Metal oxide adsorbents, particularly silica-based adsorbents, are widely used in both domestic and industrial applications. For example, they are used in process and analytical chromatography to conduct very difficult separations and to produce products having very high levels of purity. Such materials are also used in food processing, for example, to decolorize and purify sugars. They are also frequently used as catalysts supports. Most of these applications involve separations and in all cases the relevant adsorbent characteristic, such as pore size, pore volume, surface area, etc., are very important.
Such materials have been made by spray drying silica sols, followed by sintering of the particles to adjust the pore volume. For example, U.S. Pat. No. 4,131,542 to Bergna et al. discloses a method for making low cost silica packing by spray drying an aqueous silica sol to form porous micrograins, acid washing the micrograins and then sintering the acid-washed grains to reduce surface area by 5-20%.
U.S. Pat. No. 5,128,114 to Schwartz discloses making high-strength uniform porous silica microspheres by spray drying a mixture of silica hydrosol and ammonium nitrate or urea and then sintering the particles without fusing the microspheres into agglomerates.

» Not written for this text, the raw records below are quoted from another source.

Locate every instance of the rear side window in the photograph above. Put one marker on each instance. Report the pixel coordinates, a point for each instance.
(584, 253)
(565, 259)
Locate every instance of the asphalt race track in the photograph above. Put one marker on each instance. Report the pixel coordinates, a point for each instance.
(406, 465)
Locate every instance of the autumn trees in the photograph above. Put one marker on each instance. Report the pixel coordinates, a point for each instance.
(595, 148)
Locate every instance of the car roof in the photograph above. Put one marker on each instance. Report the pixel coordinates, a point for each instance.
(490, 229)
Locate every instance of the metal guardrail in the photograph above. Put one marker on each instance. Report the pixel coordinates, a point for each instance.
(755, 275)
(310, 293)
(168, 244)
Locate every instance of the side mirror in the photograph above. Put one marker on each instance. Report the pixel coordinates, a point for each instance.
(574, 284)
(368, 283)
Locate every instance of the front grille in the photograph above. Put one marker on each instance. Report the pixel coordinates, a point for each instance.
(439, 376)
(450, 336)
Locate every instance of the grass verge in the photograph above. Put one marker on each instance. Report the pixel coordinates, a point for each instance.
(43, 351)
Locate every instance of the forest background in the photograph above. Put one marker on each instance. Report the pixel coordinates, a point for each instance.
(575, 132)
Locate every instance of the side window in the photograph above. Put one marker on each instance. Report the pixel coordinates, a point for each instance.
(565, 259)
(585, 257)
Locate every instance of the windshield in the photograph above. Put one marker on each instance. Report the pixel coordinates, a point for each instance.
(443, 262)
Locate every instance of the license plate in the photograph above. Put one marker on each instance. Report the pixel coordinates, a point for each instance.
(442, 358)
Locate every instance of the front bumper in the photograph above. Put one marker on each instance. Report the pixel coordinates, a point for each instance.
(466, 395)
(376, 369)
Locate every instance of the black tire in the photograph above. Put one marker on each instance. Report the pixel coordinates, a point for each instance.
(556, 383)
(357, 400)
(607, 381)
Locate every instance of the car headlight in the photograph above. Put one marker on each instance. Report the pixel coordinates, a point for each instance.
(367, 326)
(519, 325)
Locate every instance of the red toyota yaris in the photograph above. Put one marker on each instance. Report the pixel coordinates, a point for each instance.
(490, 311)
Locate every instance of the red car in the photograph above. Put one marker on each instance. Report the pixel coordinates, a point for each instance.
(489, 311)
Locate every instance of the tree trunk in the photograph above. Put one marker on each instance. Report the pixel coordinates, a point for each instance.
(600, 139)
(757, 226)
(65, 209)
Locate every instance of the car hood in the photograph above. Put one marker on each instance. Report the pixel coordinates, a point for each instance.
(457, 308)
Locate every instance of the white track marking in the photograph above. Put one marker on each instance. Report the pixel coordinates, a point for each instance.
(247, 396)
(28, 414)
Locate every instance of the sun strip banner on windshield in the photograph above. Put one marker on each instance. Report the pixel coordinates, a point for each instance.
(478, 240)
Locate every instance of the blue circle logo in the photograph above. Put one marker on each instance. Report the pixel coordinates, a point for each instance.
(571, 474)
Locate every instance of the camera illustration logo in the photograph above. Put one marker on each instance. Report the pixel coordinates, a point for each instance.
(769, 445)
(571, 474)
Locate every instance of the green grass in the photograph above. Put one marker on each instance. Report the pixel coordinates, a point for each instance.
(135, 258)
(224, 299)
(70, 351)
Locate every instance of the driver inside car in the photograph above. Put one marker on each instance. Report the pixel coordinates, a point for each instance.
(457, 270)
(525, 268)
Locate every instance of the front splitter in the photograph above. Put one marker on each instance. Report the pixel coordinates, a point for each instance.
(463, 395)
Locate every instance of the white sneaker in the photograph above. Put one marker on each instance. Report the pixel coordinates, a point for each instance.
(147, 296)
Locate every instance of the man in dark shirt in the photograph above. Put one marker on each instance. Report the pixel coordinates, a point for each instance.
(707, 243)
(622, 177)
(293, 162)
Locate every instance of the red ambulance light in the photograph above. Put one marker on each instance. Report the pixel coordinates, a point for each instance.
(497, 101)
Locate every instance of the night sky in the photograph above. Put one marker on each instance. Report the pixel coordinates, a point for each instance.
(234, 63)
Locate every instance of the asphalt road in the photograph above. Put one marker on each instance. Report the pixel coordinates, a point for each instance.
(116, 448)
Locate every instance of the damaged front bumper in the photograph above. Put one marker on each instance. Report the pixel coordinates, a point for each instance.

The foregoing prior art methods have in common that particle sphericity can be obtained by spray drying and that sintering is required to adjust parameters such as pore volume and pore size.
In addition, Japanese Kokai 61-174103 discloses a method for making porous spherical fine powders by mixing a colloidal solution of inorganic oxides and an inorganic oxide hydrogel or xerogel to form a slurry and spray drying the slurry in a stream of hot gas. Upon sintering the spray dried particles at 600 C. for 3 hours, particles in the range of 1-20 micrometers having a pore volume of 0.1-0.8 cc/g are produced. While the use of hydrogels is disclosed, only the use of xerogels is exemplified.
U.S. Pat. No. 4,010,242 to Iler et al. involves making uniform porous silica microspheres by coacervating a solution of silica hydrosol and urea-formaldehyde or melamine-formaldehyde polymer under polymerizing conditions to form microspheres, oxidizing the microspheres to burn off the polymer and then sintering the oxidized microspheres to reduce surface area.
U.S. Pat. No. 4,902,413 to Stout et al. discloses making uniform porous silica microspheres by coacervating a solution of silica hydrosol and urea-formaldehyde or melamine-formaldehyde polymer under polymerizing conditions to form microspheres and removing the polymer by solvent extraction, after which the particles are dried without sintering.
While the prior art methods of producing spherical particles of this type are effective in particular respects, many require extraction of organic adjuvants. Moreover, it is difficult to adjust the process parameters of these prior processes in such fashion that critical properties such as pore volume, sphericity, microporosity, etc., can be controlled reliably.